7 Conclusion and Future Work

We presented a novel, fully automatic and modular diagnosis and repairing framework, which can be used on top of already deployed datasets to assist curators in the task of enforcing the validity of logical integrity constraints, taking into account logical inference, in order to maintaining their consistency. Our experimental evaluation showed that our framework is scalable for large dataset sizes, often found in real reference linked datasets such as DBpedia.
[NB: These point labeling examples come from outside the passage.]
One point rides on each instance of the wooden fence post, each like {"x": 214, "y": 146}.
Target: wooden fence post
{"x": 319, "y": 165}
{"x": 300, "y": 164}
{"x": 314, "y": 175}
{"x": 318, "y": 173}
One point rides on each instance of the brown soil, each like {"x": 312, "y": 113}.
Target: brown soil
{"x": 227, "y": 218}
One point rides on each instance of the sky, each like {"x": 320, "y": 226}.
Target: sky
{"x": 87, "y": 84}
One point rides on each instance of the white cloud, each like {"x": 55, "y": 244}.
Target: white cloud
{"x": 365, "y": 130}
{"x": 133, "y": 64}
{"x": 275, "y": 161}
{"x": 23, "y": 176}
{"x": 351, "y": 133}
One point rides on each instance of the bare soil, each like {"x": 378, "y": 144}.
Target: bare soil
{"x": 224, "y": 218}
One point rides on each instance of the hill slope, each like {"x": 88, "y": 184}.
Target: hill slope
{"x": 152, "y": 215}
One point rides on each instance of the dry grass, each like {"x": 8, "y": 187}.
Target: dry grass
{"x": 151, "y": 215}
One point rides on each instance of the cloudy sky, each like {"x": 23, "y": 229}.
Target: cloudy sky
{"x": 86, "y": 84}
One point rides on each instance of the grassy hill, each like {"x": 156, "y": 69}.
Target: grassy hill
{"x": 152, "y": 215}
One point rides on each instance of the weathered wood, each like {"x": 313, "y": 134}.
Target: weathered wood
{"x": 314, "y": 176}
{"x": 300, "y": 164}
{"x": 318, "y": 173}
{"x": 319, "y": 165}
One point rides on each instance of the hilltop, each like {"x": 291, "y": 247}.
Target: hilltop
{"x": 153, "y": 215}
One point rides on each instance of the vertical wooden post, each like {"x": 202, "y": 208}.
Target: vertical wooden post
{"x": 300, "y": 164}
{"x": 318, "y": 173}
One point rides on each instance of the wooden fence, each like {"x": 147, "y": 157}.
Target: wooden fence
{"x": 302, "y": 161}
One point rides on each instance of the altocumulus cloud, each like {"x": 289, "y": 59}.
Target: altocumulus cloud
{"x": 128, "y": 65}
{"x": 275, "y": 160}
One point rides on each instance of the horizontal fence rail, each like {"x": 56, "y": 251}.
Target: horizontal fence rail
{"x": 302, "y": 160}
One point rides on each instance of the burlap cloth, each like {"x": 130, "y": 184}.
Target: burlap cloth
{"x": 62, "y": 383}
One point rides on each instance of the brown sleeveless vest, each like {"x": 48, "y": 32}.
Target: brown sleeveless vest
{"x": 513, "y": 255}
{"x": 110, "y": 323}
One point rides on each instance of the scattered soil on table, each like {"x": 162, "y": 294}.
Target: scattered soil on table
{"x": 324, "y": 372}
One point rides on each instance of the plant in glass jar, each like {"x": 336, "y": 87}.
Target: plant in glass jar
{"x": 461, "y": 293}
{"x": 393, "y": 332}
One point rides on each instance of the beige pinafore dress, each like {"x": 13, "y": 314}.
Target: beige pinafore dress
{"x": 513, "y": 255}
As future work, we will try to improve the scalability properties of our algorithms, possibly using a parallel implementation relying on the MapReduce model. In addition, we will consider different models of interaction with the curator, to allow him to influence the repairing process (e.g., via user guidelines or preferences) without being overwhelmed with the complete set of invalidities; the ultimate goal is to develop an interactive repairing process that will combine the quality of manual curation with the efficiency of automatic repairing. Another possible extension is to experiment with more LOD datasets, and provide a comprehensive study of the number and types of violations that exist in different popular datasets.